Several applications developed in Hungary use almost identical character sets with slight modifications, which include § (U+00A7, SECTION SIGN) at 0x9D and a forint sign (an upper-case F and lower-case t ligated into a single character) at 0x9E or 0xA8. The florin sign was planned to be disunified, but so many encodings have this, it would disrupt many mappings. The forint is usually abbreviated as "Ft"; most Hungarians recognize a lower-case "f" (whether upright or cursive) as meaning fillér, the now-unused subdivision of the forint. Some dot matrix printers of the NEC Pinwriter series, namely the P3200/P3300 (P20/P30), P6200/P6300 (P60/P70), P9300 (P90), P7200/P7300 (P62/P72), P22Q/P32Q, P3800/P3900 (P42Q/P52Q), P1200/P1300 (P2Q/P3Q), P2000 (P2X) and P8000 (P72X), supported the installation of optional font EPROMs. Named "CWI" the optional ROM #7 "Hungaria" included this encoding, invokable via escape sequence ESC R (n) with (n) = 21.

CWI-1

The codepage CWI-1 differs only by the position of "Í" (U+00CD, LATIN CAPITAL LETTER I WITH ACUTE) on position 8C instead of 8D and "Ő" (U+0150, LATIN CAPITAL LETTER O WITH DOUBLE ACUTE) on position 8B instead of A7. This codepage is known by Star printers and FreeDOS as Code page 3845.

See also

References

  1. ^ a b "CWI-2". Computerworld Számítástechnika. 1.0. 3 (13). 1988-06-29.
  2. ^ a b Flohr, Guido (2009) . "Locale::RecodeData::CWI - Conversion routines for CWI". CPAN libintl-perl. 1.0. Archived from the original on 2016-06-06. Retrieved 2016-06-06.
  3. ^ Baird, Cathy; Chiba, Dan; Chu, Winson; Fan, Jessica; Ho, Claire; Law, Simon; Lee, Geoff; Linsley, Peter; Matsuda, Keni; Oscroft, Tamzin; Takeda, Shige; Tanaka, Linus; Tozawa, Makoto; Trute, Barry; Tsujimoto, Mayumi; Wu, Ying; Yau, Michael; Yu, Tim; Wang, Chao; Wong, Simon; Zhang, Weiran; Zheng, Lei; Zhu, Yan; Moore, Valarie (2002) . "Appendix A: Locale Data" (PDF). Oracle9i Database Globalization Support Guide (Release 2 (9.2) ed.). Oracle Corporation.

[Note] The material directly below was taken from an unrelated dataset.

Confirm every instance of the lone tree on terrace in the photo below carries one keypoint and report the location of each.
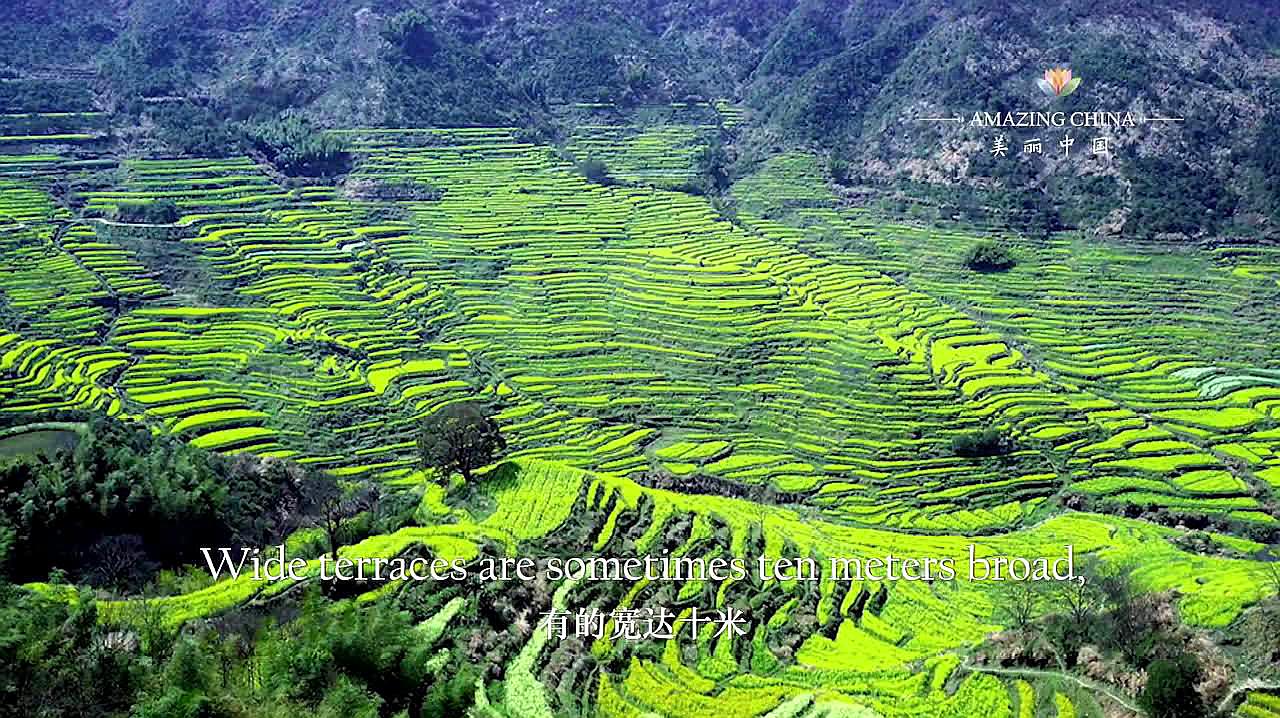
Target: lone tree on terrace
(460, 438)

Oracle A96529-01. Archived (PDF) from the original on 2017-02-14. Retrieved 2017-02-14.
  4. ^ "Proposal to encode a Florin currency symbol" (PDF).
  5. ^ a b Pinwriter Familie - Pinwriter - Epromsockel - Zusätzliche Zeichensätze / Schriftarten (Printed reference manual for optional font and code page EPROMs for NEC Pinwriters, including custom variants) (in German) (00 3/93 ed.), NEC Deutschland GmbH, 1993
  6. ^ Láng, Attila D. (2001-10-15). Drótos, László (ed.). "Íráskalauz" [Guide to Writing] (in Hungarian). Hungarian Electronic Library. Retrieved 2017-10-20.